Friday, March 18, 2011

Japan, Energy and Infrastructure

Like a lot of people, I've been following the events unfolding in Japan after the earthquake as well as the worldwide reaction and I can't help putting my engineering hat on. I was in college at UCLA when the now damaged Fukushima nuclear plant was under construction. Coincidently at the time, the United States was also going through the first "energy crises" with high gas prices brought on by suppliers in the Middle East. The UCLA engineering school quickly put together classes and seminars on energy topics, including understanding how energy was then produced,  future supplies, efficiency and even renewable energy. As a student, it was clear to me then that this had to be addressed by my generation. 


Fast forward 38 years. The verdict on our accomplishments is mixed. Yes, we did make improvements in efficiency and some improvements in supply but little progress toward sustainable energy. We basically still get all our energy the same way the cave man did; we burn stuff. Back then it was wood, today it's burning fossil fuels or a hot pile of decaying rocks. There are other ways to extract energy, particularly chemically as is done in biology, or fusion which is how the sun operates. We touched on that in those seminars 38 years ago but for various reasons never throughly pursued them.

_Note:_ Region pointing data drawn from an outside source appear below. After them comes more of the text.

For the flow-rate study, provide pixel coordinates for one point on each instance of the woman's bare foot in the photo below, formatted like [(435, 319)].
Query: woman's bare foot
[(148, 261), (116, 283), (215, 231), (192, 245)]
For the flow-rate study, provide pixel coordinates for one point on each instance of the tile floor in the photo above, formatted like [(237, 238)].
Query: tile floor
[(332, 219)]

In my opinion, we failed miserably on another issue that was obvious back then; infrastructure. The Fukushima complex is almost 40 years old. Why was it still operating? We don't even keep sports stadiums that long! An entire generation of engineers has had the opportunity to improve on that basic design yet it didn't happen. Here in the US, we haven't built a new nuclear power plant since the '70's. Fortunately, the Navy continued using nuclear energy, so design improvements have been made, but we haven't applied them to replacing these old power plants. Think about it. The next generation will be the most energy dependent generation ever but the foundation of their supply would have been built by their grandparents. 


Infrastructure does not last forever.